We Are All Going to Die Eventually and So Is Everyone That We Love
If today was your last day on earth, would you be at peace with everyone that you love?

Life has a funny way of reminding you how finite our time is on this planet.
I had this painful epiphany one day taking my mother to the doctor for a daily checkup.
During this particular time, we spent so much time at the doctor in three months, that it might as well have been our second home. The hospital is a depressing place to be.
For some reason, I have always associated the hospital with the smell of death.
Maybe I have watched too much television in my time.

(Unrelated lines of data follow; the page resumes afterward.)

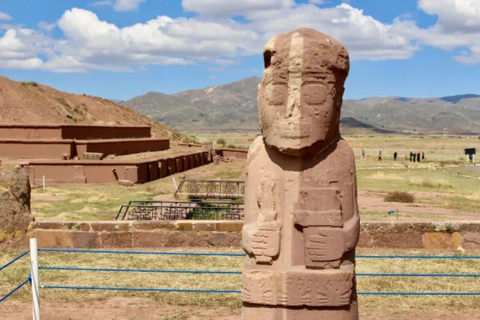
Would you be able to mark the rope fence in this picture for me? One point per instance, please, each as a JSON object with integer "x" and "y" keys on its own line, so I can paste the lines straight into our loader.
{"x": 35, "y": 283}
{"x": 235, "y": 272}
{"x": 21, "y": 284}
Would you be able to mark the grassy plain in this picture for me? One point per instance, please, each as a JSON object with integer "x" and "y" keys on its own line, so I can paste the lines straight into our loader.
{"x": 453, "y": 185}
{"x": 18, "y": 272}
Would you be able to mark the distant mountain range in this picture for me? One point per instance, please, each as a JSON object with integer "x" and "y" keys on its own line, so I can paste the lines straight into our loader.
{"x": 33, "y": 103}
{"x": 233, "y": 106}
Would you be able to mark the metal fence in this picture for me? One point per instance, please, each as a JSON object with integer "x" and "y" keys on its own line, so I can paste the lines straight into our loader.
{"x": 180, "y": 210}
{"x": 211, "y": 189}
{"x": 34, "y": 280}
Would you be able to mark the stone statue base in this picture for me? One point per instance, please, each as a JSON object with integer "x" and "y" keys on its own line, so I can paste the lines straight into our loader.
{"x": 254, "y": 312}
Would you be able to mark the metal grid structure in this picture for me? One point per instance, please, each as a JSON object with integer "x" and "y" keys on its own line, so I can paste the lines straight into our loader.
{"x": 180, "y": 210}
{"x": 211, "y": 189}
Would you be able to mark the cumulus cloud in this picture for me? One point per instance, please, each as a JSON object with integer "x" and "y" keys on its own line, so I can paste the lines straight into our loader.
{"x": 89, "y": 43}
{"x": 458, "y": 25}
{"x": 119, "y": 5}
{"x": 234, "y": 7}
{"x": 364, "y": 37}
{"x": 19, "y": 49}
{"x": 127, "y": 5}
{"x": 5, "y": 16}
{"x": 46, "y": 26}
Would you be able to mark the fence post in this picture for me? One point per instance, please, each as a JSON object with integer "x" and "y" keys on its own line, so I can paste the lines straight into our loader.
{"x": 34, "y": 278}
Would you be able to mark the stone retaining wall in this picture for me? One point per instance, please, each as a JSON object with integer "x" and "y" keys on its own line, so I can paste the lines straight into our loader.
{"x": 72, "y": 131}
{"x": 107, "y": 171}
{"x": 159, "y": 234}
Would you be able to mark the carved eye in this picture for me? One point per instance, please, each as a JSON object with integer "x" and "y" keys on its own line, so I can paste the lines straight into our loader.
{"x": 267, "y": 58}
{"x": 277, "y": 94}
{"x": 314, "y": 93}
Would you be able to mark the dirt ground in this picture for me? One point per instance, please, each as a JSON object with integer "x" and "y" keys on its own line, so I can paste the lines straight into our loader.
{"x": 370, "y": 201}
{"x": 142, "y": 308}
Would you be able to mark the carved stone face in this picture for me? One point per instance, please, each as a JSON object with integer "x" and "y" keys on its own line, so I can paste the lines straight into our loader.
{"x": 300, "y": 95}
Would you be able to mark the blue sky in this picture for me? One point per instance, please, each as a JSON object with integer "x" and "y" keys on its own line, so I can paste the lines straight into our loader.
{"x": 123, "y": 48}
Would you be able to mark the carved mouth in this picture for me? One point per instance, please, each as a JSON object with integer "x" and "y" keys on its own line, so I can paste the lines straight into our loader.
{"x": 297, "y": 130}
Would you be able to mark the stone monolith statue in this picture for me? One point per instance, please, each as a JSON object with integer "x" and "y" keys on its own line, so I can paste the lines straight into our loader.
{"x": 301, "y": 213}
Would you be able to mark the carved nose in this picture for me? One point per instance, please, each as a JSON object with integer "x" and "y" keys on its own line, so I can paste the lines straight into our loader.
{"x": 293, "y": 110}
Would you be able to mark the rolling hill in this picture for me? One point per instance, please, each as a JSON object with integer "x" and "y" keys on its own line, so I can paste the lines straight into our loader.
{"x": 234, "y": 106}
{"x": 32, "y": 103}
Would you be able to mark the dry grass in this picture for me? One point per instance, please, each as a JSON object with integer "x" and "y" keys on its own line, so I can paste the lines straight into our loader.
{"x": 18, "y": 272}
{"x": 399, "y": 196}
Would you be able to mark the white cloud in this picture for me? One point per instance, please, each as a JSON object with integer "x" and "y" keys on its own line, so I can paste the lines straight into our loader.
{"x": 19, "y": 49}
{"x": 127, "y": 5}
{"x": 234, "y": 7}
{"x": 88, "y": 43}
{"x": 363, "y": 36}
{"x": 46, "y": 26}
{"x": 5, "y": 16}
{"x": 119, "y": 5}
{"x": 458, "y": 25}
{"x": 101, "y": 3}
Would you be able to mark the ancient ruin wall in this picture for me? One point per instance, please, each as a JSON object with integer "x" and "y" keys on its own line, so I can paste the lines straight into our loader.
{"x": 90, "y": 132}
{"x": 36, "y": 149}
{"x": 232, "y": 153}
{"x": 120, "y": 147}
{"x": 15, "y": 215}
{"x": 107, "y": 171}
{"x": 79, "y": 132}
{"x": 30, "y": 132}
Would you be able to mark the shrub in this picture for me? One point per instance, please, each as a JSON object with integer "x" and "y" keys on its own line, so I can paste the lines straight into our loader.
{"x": 399, "y": 196}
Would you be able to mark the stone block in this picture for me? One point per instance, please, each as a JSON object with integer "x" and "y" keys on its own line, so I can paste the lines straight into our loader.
{"x": 223, "y": 239}
{"x": 116, "y": 239}
{"x": 149, "y": 239}
{"x": 204, "y": 226}
{"x": 230, "y": 226}
{"x": 297, "y": 286}
{"x": 153, "y": 225}
{"x": 88, "y": 240}
{"x": 53, "y": 239}
{"x": 183, "y": 225}
{"x": 131, "y": 173}
{"x": 186, "y": 239}
{"x": 442, "y": 240}
{"x": 471, "y": 240}
{"x": 93, "y": 156}
{"x": 110, "y": 226}
{"x": 126, "y": 183}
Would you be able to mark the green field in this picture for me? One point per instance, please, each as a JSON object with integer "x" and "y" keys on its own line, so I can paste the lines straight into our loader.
{"x": 447, "y": 187}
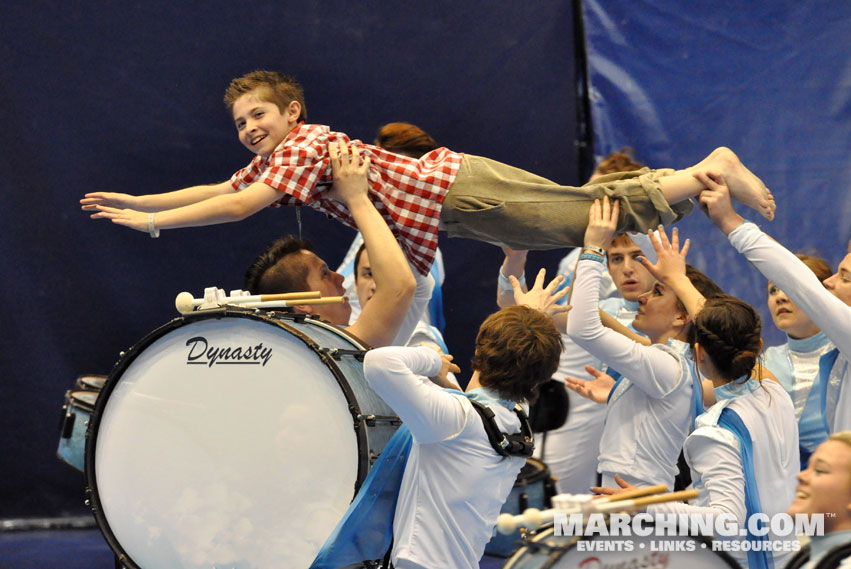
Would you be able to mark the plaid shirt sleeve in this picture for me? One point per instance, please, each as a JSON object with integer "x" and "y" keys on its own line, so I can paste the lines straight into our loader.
{"x": 408, "y": 193}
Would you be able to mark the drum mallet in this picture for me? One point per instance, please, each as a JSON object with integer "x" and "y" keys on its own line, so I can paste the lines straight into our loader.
{"x": 186, "y": 303}
{"x": 533, "y": 518}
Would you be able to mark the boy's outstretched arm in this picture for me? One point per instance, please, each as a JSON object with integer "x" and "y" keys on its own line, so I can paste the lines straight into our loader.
{"x": 155, "y": 202}
{"x": 382, "y": 316}
{"x": 224, "y": 208}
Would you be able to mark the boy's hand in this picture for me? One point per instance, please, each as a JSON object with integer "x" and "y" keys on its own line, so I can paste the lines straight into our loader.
{"x": 111, "y": 199}
{"x": 602, "y": 223}
{"x": 670, "y": 259}
{"x": 597, "y": 389}
{"x": 716, "y": 204}
{"x": 127, "y": 217}
{"x": 350, "y": 177}
{"x": 542, "y": 299}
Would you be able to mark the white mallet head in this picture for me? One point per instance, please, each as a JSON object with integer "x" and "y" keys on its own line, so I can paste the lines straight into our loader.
{"x": 505, "y": 524}
{"x": 184, "y": 302}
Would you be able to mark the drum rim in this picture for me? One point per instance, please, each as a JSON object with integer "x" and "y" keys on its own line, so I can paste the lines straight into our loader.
{"x": 546, "y": 529}
{"x": 129, "y": 356}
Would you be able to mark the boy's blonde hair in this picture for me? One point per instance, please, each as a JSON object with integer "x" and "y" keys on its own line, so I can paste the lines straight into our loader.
{"x": 270, "y": 86}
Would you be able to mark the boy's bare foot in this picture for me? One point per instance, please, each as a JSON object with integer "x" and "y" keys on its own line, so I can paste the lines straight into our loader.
{"x": 745, "y": 186}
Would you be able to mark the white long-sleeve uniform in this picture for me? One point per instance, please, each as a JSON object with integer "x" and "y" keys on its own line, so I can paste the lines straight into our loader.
{"x": 571, "y": 451}
{"x": 829, "y": 313}
{"x": 714, "y": 456}
{"x": 649, "y": 414}
{"x": 454, "y": 482}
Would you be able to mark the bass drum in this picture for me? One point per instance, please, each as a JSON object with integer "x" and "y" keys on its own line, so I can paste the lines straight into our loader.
{"x": 549, "y": 551}
{"x": 232, "y": 438}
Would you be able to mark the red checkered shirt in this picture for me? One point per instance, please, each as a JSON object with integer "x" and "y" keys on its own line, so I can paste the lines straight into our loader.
{"x": 408, "y": 193}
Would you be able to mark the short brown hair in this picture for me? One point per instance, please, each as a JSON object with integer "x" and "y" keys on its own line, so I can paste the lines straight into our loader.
{"x": 404, "y": 138}
{"x": 729, "y": 330}
{"x": 277, "y": 269}
{"x": 620, "y": 161}
{"x": 704, "y": 285}
{"x": 517, "y": 349}
{"x": 270, "y": 86}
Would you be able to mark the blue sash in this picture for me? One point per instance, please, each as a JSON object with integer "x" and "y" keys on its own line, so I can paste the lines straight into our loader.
{"x": 366, "y": 530}
{"x": 435, "y": 303}
{"x": 731, "y": 421}
{"x": 618, "y": 377}
{"x": 812, "y": 425}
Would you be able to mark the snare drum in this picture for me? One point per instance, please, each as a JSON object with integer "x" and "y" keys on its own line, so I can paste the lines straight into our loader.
{"x": 534, "y": 488}
{"x": 232, "y": 438}
{"x": 549, "y": 551}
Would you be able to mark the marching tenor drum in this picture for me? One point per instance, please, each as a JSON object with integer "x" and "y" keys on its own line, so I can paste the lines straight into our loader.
{"x": 232, "y": 438}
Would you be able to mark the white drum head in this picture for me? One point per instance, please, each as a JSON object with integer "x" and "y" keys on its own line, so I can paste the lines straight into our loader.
{"x": 241, "y": 460}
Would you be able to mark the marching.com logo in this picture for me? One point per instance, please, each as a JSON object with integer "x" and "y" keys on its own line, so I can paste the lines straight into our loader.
{"x": 760, "y": 532}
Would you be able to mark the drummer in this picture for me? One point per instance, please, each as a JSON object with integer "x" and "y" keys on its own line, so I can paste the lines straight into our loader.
{"x": 454, "y": 482}
{"x": 290, "y": 265}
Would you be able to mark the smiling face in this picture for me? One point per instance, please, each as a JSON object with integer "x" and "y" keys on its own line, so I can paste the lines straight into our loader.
{"x": 840, "y": 283}
{"x": 260, "y": 125}
{"x": 658, "y": 315}
{"x": 825, "y": 486}
{"x": 787, "y": 316}
{"x": 321, "y": 278}
{"x": 630, "y": 277}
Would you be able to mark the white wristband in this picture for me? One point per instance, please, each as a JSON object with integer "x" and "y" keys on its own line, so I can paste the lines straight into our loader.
{"x": 505, "y": 284}
{"x": 152, "y": 231}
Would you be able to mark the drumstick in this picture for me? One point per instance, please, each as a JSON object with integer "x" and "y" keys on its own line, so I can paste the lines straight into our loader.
{"x": 634, "y": 493}
{"x": 533, "y": 518}
{"x": 647, "y": 500}
{"x": 185, "y": 302}
{"x": 286, "y": 303}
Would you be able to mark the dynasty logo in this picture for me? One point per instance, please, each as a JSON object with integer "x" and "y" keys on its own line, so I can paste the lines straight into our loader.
{"x": 202, "y": 353}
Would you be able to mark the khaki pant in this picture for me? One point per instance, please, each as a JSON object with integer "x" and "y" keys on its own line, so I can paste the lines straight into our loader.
{"x": 506, "y": 206}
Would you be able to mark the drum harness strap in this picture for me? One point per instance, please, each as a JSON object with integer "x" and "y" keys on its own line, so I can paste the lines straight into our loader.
{"x": 519, "y": 444}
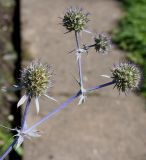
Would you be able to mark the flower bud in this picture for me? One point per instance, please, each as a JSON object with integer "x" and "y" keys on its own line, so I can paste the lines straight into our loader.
{"x": 36, "y": 78}
{"x": 126, "y": 76}
{"x": 102, "y": 43}
{"x": 75, "y": 20}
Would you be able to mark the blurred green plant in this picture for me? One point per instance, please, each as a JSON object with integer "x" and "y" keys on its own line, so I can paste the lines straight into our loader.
{"x": 130, "y": 35}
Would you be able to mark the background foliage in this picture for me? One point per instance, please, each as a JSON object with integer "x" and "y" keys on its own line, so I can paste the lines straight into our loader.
{"x": 130, "y": 35}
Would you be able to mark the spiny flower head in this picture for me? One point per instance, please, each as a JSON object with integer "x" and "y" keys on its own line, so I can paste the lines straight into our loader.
{"x": 75, "y": 20}
{"x": 126, "y": 76}
{"x": 102, "y": 43}
{"x": 36, "y": 78}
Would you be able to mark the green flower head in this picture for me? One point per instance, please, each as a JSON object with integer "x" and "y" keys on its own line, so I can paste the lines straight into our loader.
{"x": 36, "y": 78}
{"x": 102, "y": 43}
{"x": 126, "y": 77}
{"x": 75, "y": 20}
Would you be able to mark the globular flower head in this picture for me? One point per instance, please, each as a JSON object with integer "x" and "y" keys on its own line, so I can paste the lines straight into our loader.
{"x": 75, "y": 20}
{"x": 36, "y": 78}
{"x": 126, "y": 76}
{"x": 102, "y": 43}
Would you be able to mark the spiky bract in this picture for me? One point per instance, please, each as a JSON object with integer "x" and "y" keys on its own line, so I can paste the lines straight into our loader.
{"x": 75, "y": 20}
{"x": 36, "y": 78}
{"x": 126, "y": 76}
{"x": 102, "y": 43}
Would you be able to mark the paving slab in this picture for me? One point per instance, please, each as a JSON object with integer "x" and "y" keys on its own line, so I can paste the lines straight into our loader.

All I can remember are those images when doctors and nurses come to the waiting room to say their loved ones have passed away or when families spend time with their loved ones in their last moments here on earth.
This always plays over and over in my head like a movie.
Ironically, right across the street from the hospital that I took my mother to for her weekly check-ups was a cemetery.
This didn’t help disconnect those negative associations that I had with hospitals. In the waiting room was a giant window looking directly at the cemetery.
It is as if the hospital wanted you to think about death as you wait for your loved ones to come out to the waiting room.
There was a moment when I looked out the window and stared off into the darkness of that cemetery.
I did what most introverts do at that moment, I got trapped inside my mind for thirty seconds.
During this time I saw everyone that I ever cared about laying in the cemetery with their names on a tombstone. I am not sure why my imagination took me to this dark and morbid place.
It was as if I was going to the future.
It made me aware that I wasn’t getting any younger and as time goes on, people get older, and people eventually will transition from this life.
It was a sad and emotional feeling knowing that I and the people that I love and know will one day be in a cemetery.
This one thought changed the trajectory of how I was going to start approaching life and the relationships I had with friends and family.
Actionable Lesson:
We treat the people we love as if they are going to be here forever. This is why people feel guilty when the people they love or know pass away. They are filled with regrets and “what ifs”. The time is ticking for all of us. We are all on the clock. Treat the people you love like they won’t be here tomorrow because one day they won’t.
If you knew you would die today, what people in your life do you feel you need to cherish? What relationship needs mending? Who in your life are you taking for granted?